2
votes

I have a text box in a search form that I want to attach a combobox / autocomplete widget to. As users type, I want to auto-suggest relevant place names. So if a user types "Ca", suggest Cambodia, Cameroon, Canada, Cape Verde, etc, ranked higher than North Carolina and South Carolina. If a user types "Sea", return items such as Red Sea, Black Sea, etc, but perhaps not Chelsea (if at all, this should be scored lower). Our database of place names is very granular and complex, with a lot of data and a lot of alternate names / translations for places. The data is stored in SQL Server and we use Entity Framework as the data access layer. Needless to say, effectively querying our Places entity aggregate using LINQ to Entities is slow and inefficient.

Rather than carving custom SQL and indexes to optimize database searches, I am looking at Lucene.Net. Today is my first day testing it out. Most of the Lucene help I've read use a StandardAnalyzer to index. I was having some trouble using that for a couple of my tests. For example, consider the following:

var searchTerms = new[] { "Ca", "China", "Sea", };
searchTerms = searchTerms.Concat(searchTerms.Select(x => x.ToLower())).ToArray();
var reader = IndexReader.Open(_directory, true);
foreach (var searchTerm in searchTerms)
{
    var searcher = new IndexSearcher(reader);
    var query1 = new WildcardQuery(new Term("OfficialName", string.Format("*{0}*", searchTerm)));
    var query2 = new TermQuery(new Term("OfficialName", searchTerm));
    var query3 = new QueryParser(Version.LUCENE_30, "OfficialName", new SimpleAnalyzer()).Parse(searchTerm);
    var query4 = new PrefixQuery(new Term("OfficalName", searchTerm));
    var query5 = new BooleanQuery();
    query5.Add(query1, Occur.SHOULD);
    query5.Add(query2, Occur.SHOULD);
    query5.Add(query3, Occur.SHOULD);
    query5.Add(query4, Occur.SHOULD);
    var queryToRun = query5;
    var results = searcher.Search(queryToRun, int.MaxValue);
    var hits = results.ScoreDocs;

The above code just tries out normal- and lower-cased versions of terms. Interestingly the "Ca" query returns no results, but "ca" returns a ton of them -- Africa, North America, etc. I think I read somewhere that the standard analyzer differentiates terms based on case, so this may be why..? The other search terms return what one might expect.
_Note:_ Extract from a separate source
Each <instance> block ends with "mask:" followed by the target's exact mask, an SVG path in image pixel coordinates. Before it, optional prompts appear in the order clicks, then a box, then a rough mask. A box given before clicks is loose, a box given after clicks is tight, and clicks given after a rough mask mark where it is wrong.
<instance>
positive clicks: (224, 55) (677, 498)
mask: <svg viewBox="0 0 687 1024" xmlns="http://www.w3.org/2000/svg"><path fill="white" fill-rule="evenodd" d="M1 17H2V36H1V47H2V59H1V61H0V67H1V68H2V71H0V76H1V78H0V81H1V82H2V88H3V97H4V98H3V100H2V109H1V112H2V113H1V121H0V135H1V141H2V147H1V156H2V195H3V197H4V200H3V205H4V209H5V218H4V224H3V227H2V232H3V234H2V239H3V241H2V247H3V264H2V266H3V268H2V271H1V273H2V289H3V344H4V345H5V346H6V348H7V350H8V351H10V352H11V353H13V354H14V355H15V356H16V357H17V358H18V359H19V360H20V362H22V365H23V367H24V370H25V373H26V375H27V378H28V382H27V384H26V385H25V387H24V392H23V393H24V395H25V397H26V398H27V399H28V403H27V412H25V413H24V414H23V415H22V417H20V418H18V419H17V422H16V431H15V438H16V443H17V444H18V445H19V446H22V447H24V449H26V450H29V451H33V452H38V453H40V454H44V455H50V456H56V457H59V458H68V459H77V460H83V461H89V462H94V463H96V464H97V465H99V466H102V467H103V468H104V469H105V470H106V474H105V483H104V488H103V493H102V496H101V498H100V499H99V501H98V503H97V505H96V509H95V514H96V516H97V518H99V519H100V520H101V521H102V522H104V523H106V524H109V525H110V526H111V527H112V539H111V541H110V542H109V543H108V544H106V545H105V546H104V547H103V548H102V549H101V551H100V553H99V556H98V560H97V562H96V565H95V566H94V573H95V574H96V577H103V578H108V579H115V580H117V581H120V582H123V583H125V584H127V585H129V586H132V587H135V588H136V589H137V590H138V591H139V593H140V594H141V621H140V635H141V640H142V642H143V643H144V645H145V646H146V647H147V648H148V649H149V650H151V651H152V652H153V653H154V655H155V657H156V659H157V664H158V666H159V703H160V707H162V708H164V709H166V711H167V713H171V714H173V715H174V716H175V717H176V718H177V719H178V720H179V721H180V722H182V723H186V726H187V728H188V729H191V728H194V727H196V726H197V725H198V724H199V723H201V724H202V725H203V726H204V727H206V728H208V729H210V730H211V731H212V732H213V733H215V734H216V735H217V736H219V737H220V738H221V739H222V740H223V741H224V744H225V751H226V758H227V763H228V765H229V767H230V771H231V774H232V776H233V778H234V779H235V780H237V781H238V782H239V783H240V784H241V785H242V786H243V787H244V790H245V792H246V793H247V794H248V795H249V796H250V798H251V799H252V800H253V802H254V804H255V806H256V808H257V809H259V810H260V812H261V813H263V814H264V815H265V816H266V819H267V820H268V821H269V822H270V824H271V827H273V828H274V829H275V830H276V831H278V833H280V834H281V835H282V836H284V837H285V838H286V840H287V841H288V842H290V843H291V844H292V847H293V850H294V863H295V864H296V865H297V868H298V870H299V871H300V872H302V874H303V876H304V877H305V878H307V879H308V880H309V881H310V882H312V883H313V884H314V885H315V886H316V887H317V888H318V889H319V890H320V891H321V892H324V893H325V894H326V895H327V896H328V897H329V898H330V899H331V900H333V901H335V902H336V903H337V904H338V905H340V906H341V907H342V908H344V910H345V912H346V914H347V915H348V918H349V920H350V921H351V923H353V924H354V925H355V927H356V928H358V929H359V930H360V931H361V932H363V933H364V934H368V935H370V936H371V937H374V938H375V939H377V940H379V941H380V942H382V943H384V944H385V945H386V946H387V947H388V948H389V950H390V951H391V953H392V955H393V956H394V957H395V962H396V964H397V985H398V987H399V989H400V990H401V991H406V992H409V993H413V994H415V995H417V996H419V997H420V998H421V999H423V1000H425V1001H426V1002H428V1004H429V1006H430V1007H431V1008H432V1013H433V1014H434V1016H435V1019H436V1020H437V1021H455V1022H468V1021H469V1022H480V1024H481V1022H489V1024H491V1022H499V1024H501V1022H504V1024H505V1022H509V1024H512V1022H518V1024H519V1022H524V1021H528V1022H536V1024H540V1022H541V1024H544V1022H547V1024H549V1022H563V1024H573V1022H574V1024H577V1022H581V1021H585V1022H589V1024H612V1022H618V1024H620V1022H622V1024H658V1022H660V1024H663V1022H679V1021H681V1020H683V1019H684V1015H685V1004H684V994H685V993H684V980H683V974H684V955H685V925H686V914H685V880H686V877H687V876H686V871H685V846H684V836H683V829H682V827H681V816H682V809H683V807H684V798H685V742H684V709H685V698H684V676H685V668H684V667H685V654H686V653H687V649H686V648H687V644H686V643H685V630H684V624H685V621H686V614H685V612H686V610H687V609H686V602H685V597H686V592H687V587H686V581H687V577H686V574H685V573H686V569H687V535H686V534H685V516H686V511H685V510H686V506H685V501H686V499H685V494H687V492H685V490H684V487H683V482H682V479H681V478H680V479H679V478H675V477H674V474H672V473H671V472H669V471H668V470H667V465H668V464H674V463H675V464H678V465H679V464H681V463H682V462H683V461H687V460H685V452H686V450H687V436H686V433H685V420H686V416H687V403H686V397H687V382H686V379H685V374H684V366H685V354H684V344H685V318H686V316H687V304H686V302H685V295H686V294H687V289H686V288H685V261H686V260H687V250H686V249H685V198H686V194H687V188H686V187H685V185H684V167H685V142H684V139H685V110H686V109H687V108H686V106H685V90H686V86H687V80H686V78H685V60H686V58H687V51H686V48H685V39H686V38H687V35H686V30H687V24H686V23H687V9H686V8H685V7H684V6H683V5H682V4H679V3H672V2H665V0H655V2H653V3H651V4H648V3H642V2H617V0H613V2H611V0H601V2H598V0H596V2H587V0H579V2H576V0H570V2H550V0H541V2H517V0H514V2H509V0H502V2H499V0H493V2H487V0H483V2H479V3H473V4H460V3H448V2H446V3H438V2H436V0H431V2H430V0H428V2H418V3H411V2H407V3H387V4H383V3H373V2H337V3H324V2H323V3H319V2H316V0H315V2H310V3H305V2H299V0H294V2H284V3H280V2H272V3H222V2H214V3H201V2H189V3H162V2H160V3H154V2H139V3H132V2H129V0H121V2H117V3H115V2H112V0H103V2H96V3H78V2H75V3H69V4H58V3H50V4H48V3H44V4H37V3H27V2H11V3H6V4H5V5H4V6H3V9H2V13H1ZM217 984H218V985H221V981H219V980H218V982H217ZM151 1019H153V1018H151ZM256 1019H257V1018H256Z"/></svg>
When the same data is indexed using a keyword analyzer, the results are quite different. One weird thing is that "china" only returns 1 result, "Uchinada-machi". I would have expected it to also return "China" and "East China Sea". Also "sea" returns results like "Royal Borough of Kensington and Chelsea" and "Swansea City and County", but none of the other expected results.

So how should I go about this? Should I have different indexes of the text for different analyzers? Do I need to query against a document field with lowercased text? I read about using NGram tokenizers, but they no longer seem to be in the Lucene.Net.Analysis namespace.

1
I believe China is not returned because of case-sensitivity.Lajos Arpad
Can you turn off case sensitivity? If so, how?danludwig
Unfortunately I do not know. I would have gladly helped you with more information, but I am not using lucene. I just read your question and from the behavior you described I thought you had a problem with case sensitivity. I do not know the solution for that, but I would start with reading this thread: lucene.472066.n3.nabble.com/case-insensitivity-td554623.htmlLajos Arpad

1 Answers

6
votes

I think the answer to this question is "it depends, but probably not." According to Lucene in Action, the KeywordAnalyzer treats an entire string as a single analysis token. So it won't break up something like "East China Sea" into "East", "China", and "Sea" tokens to search on them separately. Knowing this, it makes sense that I got the above results for the kinds of queries I was trying out.

I am still not totally confident about my understanding of case sensitivity in Lucene, so please correct me if I'm wrong, but it seems like you have to match the search input casing to the field and analyzer used to index. The only way I could really grasp this was by testing out different combinations of analyzers, document fields (normal and lower-cased), and field settings (ANALYZED versus NOT_ANALYZED). The link referenced above refers to the process of lowercasing text as normalization.

I found that searching with combinations of upper- and lower-case input text (like "Ch") returned no results when the field searched was analyzed with the StandardAnalyzer. Now that I've read the above link, this makes more sense. It seems that the StandardAnalyzer will normalize to lowercase when creating search tokens. So if you did something like new QueryParser(Version.LUCENE_30, field, analyzer).Parse("Ch"), most analyzers will actually convert it to lowercase, since the token in the index is lowercase.

For the OP, it seems like a good solution is to normalize (lowercase) the user's input for the queries that are run against fields that are normalized by an analyzer. You can union the results with non-normalized user input run against NOT_ANALYZED fields (or fields indexed with a non-normalizing analyzer) if need be (possibly to give the latter a higher boost factor).